In May 2024, some market participants may have felt as if they had jumped into their DeLorean’s and taken a trip back to the future, as ‘Roaring Kitty’s’ reemergence on social media caused meme-stock traders to pile into meme stocks once again. The share prices of both GME and AMC Entertainment Holdings (AMC) increased significantly as a revival of the retail-trading frenzy that rocked markets during the pandemic took hold once more. The market valuation of GME increased by more than US$11 billion in just a few days, while AMC gained US$1.2 billion. Option volumes also surged in both stocks to their highest levels since July 2022.
In the securities lending markets, despite the increased interest seen in both stocks in the cash and options markets, activity remained a long way from some of the highs that were seen previously. At its peak, on 20 January 2020, 87 per cent of GameStop’s outstanding shares were on loan compared to just 29.46 per cent on 10 May 2024. For AMC, shares on loan spiked during August 2023, as the conversion of AMC preference shares (APE) into AMC standard line shares created an arbitrage opportunity, pushing the percentage of shares on loan to 43 per cent. This compares to just 26.81 per cent during May 2024. When looking at the volume-weighted average fees (VWAF) on offer across both stocks, a similar situation was seen, with GameStop peaking at 681bps on 14 May 2024 versus 8,169bps on 7 May 2020, and 493bps on 15 May 2024 versus 73,643bps on 24 April 2023 for AMC.

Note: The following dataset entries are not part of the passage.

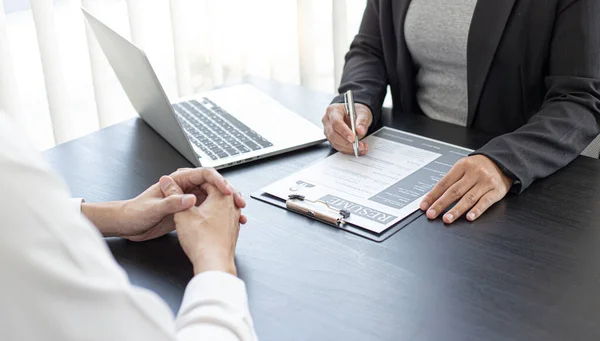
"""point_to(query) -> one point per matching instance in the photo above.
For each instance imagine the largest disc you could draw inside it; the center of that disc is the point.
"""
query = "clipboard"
(321, 212)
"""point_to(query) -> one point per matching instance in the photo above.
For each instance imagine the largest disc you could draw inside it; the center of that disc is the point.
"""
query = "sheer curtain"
(57, 84)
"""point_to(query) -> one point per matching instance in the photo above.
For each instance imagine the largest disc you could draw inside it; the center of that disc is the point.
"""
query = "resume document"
(381, 188)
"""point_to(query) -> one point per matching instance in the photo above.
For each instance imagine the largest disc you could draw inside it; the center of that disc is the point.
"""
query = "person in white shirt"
(60, 282)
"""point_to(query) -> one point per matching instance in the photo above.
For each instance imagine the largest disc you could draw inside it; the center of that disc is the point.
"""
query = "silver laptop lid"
(141, 85)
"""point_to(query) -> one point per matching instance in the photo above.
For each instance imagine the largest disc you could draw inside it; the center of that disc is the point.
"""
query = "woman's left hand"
(475, 182)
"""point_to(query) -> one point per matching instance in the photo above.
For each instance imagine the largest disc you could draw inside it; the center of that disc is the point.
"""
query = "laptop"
(219, 128)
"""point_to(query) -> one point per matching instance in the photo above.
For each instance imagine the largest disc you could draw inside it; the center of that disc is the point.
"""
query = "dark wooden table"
(529, 269)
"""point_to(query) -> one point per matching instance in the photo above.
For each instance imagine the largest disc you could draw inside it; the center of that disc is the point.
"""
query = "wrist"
(107, 217)
(214, 260)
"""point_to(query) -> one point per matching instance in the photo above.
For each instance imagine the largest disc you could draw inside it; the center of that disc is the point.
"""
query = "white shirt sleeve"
(60, 281)
(76, 204)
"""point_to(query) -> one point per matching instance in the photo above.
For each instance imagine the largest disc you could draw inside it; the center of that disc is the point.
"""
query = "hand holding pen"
(337, 125)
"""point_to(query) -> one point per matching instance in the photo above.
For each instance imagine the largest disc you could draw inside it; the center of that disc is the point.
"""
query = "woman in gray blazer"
(527, 71)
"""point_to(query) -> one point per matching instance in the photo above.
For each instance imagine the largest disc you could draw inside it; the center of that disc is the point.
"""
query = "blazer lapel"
(486, 30)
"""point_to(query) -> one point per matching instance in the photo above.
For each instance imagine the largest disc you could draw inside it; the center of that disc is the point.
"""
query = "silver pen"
(349, 102)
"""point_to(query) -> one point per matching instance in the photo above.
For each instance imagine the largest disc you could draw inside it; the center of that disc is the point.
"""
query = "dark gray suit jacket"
(533, 77)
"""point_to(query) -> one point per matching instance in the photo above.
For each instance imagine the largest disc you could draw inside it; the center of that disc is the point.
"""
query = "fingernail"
(188, 200)
(165, 184)
(431, 213)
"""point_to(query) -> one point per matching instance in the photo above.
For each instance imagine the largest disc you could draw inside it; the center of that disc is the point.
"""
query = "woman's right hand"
(337, 127)
(208, 233)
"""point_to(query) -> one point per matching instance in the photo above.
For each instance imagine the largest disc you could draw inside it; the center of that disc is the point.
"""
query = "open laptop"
(220, 128)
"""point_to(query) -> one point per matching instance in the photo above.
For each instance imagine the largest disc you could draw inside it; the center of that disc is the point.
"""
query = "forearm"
(364, 72)
(107, 216)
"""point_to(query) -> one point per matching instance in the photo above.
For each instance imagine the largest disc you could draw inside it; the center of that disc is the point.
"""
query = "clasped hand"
(150, 214)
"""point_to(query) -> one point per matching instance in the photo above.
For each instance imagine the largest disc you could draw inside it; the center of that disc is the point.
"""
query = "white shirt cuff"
(76, 204)
(215, 286)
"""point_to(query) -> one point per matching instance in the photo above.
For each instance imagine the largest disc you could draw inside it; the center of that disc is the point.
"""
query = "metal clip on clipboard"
(319, 210)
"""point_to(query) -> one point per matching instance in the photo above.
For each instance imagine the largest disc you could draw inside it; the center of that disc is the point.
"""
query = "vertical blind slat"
(180, 41)
(108, 113)
(43, 16)
(9, 94)
(340, 37)
(135, 16)
(214, 47)
(306, 45)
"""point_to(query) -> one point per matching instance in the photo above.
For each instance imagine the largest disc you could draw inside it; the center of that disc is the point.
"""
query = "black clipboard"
(336, 216)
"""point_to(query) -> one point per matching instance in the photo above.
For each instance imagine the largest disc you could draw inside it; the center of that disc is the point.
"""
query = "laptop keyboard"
(217, 133)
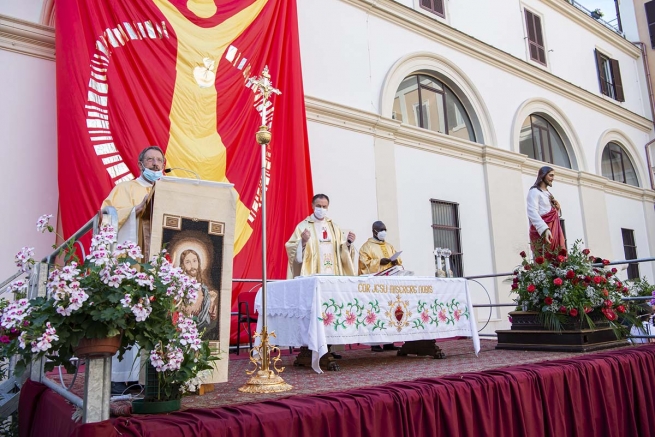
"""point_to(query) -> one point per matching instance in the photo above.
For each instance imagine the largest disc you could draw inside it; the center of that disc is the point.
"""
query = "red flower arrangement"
(565, 284)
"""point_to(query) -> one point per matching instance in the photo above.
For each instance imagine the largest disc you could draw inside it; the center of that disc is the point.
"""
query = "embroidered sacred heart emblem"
(399, 313)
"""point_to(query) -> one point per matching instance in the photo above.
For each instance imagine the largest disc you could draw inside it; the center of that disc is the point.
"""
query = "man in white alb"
(317, 246)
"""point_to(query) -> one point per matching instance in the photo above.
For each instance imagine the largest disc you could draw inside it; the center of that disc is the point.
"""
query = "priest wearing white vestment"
(317, 245)
(129, 199)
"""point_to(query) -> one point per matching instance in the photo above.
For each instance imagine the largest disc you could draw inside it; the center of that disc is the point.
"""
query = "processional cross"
(265, 88)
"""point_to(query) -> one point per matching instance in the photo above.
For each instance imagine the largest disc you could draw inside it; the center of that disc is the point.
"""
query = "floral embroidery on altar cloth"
(399, 314)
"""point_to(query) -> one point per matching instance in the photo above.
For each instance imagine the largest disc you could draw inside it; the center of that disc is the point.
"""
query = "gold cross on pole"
(264, 87)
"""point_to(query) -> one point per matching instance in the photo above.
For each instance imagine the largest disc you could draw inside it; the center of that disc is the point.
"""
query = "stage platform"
(499, 393)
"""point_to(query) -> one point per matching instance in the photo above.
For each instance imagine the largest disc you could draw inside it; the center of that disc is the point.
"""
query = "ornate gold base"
(265, 382)
(267, 378)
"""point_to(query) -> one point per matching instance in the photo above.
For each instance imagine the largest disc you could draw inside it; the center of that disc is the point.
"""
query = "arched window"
(539, 140)
(426, 102)
(617, 166)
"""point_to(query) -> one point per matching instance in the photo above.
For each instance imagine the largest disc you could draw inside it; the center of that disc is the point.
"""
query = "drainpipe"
(618, 15)
(644, 56)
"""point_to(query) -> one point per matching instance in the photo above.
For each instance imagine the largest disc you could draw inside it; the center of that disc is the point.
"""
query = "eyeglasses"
(151, 160)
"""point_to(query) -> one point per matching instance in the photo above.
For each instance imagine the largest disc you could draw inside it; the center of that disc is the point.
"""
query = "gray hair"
(144, 151)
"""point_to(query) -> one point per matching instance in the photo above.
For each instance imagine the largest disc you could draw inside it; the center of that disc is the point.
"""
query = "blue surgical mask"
(320, 213)
(151, 175)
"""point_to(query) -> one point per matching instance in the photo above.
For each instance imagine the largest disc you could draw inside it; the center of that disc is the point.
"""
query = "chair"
(246, 303)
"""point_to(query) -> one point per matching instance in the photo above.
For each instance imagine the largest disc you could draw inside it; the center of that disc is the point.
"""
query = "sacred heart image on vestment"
(398, 313)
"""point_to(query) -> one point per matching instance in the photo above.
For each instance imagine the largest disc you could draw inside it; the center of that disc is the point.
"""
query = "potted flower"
(565, 291)
(597, 14)
(105, 304)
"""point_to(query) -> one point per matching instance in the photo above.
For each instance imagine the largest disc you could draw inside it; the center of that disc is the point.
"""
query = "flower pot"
(142, 406)
(98, 347)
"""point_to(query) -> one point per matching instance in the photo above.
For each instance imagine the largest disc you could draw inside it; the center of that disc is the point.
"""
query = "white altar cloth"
(320, 310)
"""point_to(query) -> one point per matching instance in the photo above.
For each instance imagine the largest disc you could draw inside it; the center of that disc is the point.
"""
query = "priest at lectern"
(129, 199)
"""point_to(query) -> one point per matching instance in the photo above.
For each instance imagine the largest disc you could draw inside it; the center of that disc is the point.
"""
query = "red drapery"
(558, 242)
(126, 79)
(605, 394)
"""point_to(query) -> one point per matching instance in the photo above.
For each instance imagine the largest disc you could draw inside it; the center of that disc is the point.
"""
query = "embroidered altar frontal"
(320, 310)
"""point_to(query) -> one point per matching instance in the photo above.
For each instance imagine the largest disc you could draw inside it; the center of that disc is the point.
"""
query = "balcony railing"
(611, 24)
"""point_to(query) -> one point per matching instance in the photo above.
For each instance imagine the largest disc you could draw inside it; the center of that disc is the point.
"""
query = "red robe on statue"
(539, 244)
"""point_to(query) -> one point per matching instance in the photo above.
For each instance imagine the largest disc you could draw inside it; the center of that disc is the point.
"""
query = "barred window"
(447, 232)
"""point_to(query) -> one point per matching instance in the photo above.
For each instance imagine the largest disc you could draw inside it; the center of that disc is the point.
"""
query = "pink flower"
(425, 317)
(328, 318)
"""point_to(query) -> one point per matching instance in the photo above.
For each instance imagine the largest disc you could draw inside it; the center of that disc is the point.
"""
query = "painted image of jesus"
(205, 308)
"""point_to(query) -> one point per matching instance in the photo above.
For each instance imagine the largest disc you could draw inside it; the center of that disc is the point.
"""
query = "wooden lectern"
(194, 221)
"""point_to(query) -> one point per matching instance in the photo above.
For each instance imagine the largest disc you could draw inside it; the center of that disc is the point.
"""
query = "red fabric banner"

However, what changed this time was the ability of investors to foresee the impact of any moves in sentiment ahead of the crowd, through the analysis and usage of multiple data points. Taking GameStop as an example, when looking across a range of datasets available at S&P Global Market Intelligence, it was clear to see that sentiment was changing in advance of any significant moves in share price.
Retail flows are a significant component of meme stock trading, and clear spikes could be seen in retail purchases from 2 May onwards — growing from purchases of very low, single-digit millions of dollars per day, to over US$1,200 million on 13 May. The profit and loss per share on open short positions also started to become increasingly negative from 2 May onwards, growing to over US$15 loss per share on 14 May, as the share price started to increase rapidly.
A clear move in the short squeeze score was therefore seen, as most of the short positions quickly moved out of the money. Hedge fund positional data also showed that the long gross ratio of hedge funds stood at three to four per cent at the time, suggesting that most of the contributed positions were shorts. As the share price increased, shares became more expensive to borrow. The intraday dataset showed that indicative fees were rapidly rising, with intraday indicative fees climbing almost 100 per cent when compared to the one-day indicative end of day fee, giving investors a warning that the market was starting to move.
Figure 1: Gamestop Corp (GME) intraday vs end of day volumes

As was seen during the US regional banking crisis last year, and the most recent shift in sentiment across these meme stocks, significant market movements are now materialising at a much quicker pace than ever before. The rise of retail investors, who now account for nearly 20 per cent of daily trading volumes in the US, is having a sizable impact on market behaviour, as larger and faster swings in both prices and sentiment are taking hold.
Timely data remains essential to navigating these sudden shifts in market dynamics. Not only do investors need to understand the fundamental side of their investments, but Gamestop has shown us that they also need to be tapped into multiple data sources to ensure they capture the growing importance and complexities of the retail investor.